Kobasa contributed fifteen articles and art reviews to the Boston-based online art journal Big Red & Shiny. Although he is no longer listed as a regular contributor, he has written two additional pieces for the journal since it reappeared in 2012. He has also been a contributing writer for Artes Magazine since its inception in 2009.

=== Some of Kobasa's Essays ===
- "Allegiance to Conscience." The Catholic Worker (2006).
- “Can art change the world?” Yale University Art Gallery (2007)
- “A Lesson for Martha Stewart—And for Us All” Peacework (2004)
- “More Lies from a Machine: Revisiting the Enola Gay” The Nuclear Resister (2004)
- Hartford’s Wadsworth Atheneum with Caravaggio and His Legacy; Portrait of an Executioner: On Painting Stories. Artes Magazine (2013)

==Activism==
Kobasa, whose "seemingly average existence has been punctuated by a dozen arrests and short stints in jail," has participated in a range of nonviolent antiwar and human-rights protests since the late 1960s. These demonstrations—and Kobasa's philosophy—are consistent with postmodern Catholic peace traditions, especially liberation theology and peaceful resistance; he became a conscientious objector in 1967. In his hometown of New Haven, Connecticut, he is regarded a "regular at anti-war actions around town," appearing regularly at rallies there.

Since the late 1960s he has been active in antiwar demonstrations and resistance, focusing increasingly on antinuclear protests. He acted as "spokesman" for a group of "disarmament activists" active throughout the 1980s in Connecticut. While most of the attention generated by the protests appears to have remained in Connecticut, in some cases Kobasa's statements found a larger audience. The protests were consistently nonviolent, but varied in terms of their degree of activism; in some cases the group would seek to be arrested He was arrested in 1987 for a protest at Electric Boat shipyard in Groton, Connecticut and in 1995 was convicted of vandalizing the Enola Gay at the National Air and Space Museum in Washington, DC.

In responding to the September 11 attacks, Kobasa imagines ground zero, "for all its horror," as a "miniature of destruction, a fragment of the apocalypse" that would be caused by "the use of a single 475 kiloton warhead."

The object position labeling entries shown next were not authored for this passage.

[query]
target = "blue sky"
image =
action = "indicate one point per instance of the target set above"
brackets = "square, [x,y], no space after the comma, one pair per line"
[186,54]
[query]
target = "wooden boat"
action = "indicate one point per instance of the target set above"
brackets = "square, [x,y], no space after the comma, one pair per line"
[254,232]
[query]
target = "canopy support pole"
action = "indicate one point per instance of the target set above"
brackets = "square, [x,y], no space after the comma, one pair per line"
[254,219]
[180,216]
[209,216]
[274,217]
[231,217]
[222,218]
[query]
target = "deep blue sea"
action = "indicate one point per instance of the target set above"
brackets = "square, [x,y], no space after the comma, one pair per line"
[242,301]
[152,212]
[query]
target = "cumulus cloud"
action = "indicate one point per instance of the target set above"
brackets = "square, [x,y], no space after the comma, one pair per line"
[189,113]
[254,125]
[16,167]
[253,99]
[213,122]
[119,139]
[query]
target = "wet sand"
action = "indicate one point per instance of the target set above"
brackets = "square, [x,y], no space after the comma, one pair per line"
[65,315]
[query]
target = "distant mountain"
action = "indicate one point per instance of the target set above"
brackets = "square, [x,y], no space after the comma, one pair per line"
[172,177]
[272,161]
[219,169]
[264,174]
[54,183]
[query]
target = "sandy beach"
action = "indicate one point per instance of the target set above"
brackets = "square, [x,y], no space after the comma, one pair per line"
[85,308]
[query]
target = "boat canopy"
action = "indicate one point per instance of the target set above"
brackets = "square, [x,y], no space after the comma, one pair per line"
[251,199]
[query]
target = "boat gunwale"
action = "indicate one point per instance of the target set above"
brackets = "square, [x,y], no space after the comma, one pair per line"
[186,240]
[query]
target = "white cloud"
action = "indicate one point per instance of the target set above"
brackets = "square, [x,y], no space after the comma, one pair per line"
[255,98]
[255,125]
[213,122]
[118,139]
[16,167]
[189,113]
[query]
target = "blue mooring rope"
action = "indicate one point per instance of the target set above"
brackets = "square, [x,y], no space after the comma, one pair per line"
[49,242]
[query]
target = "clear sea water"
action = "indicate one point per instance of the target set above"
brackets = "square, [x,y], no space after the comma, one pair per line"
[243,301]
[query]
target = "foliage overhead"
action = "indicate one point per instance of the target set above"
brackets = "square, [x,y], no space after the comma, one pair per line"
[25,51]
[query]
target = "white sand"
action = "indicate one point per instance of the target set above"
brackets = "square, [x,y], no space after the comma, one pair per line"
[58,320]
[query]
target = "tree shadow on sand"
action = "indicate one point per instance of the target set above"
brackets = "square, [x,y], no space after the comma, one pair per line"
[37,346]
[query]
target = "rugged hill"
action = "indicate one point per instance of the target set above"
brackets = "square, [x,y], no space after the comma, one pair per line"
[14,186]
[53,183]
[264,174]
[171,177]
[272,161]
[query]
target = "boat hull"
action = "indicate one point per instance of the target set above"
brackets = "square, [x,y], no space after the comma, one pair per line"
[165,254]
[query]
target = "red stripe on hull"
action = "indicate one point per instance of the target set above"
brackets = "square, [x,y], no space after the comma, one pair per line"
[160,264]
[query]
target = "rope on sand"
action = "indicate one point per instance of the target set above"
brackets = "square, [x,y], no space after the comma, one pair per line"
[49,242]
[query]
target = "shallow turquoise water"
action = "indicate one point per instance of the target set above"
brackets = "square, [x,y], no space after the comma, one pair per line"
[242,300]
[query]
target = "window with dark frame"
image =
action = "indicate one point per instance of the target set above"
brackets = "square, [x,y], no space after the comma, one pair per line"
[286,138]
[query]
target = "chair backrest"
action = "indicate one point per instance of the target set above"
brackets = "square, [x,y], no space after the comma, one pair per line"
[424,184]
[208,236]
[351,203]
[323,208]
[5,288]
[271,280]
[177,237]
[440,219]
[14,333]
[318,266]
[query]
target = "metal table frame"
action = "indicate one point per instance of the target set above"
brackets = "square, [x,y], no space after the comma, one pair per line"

Among his recent activities, Kobasa was the "main facilitator" of an Iraq war memorial established in late 2007 in New Haven's Broadway Triangle, and was a speaker at a 2009 demonstration protesting racial profiling in East Haven, Connecticut organized by Unidad Latina En Acción.^{,}
Much of Kobasa's work as an art critic and curator overlaps with his activism. He arranged for an early 2012 installation at the West Cove Studio Collective in West Haven commemorating the workers who died in the 1911 Triangle Shirtwaist Factory fire in New York City.

==Personal==
Kobasa married Suzanne (or Suzan) C. Ouellette (born ca. 1948) in Meridien, on September 6, 1969. He married Anne E. Somsel (born February 13, 1948) in New Haven on July 12, 1986.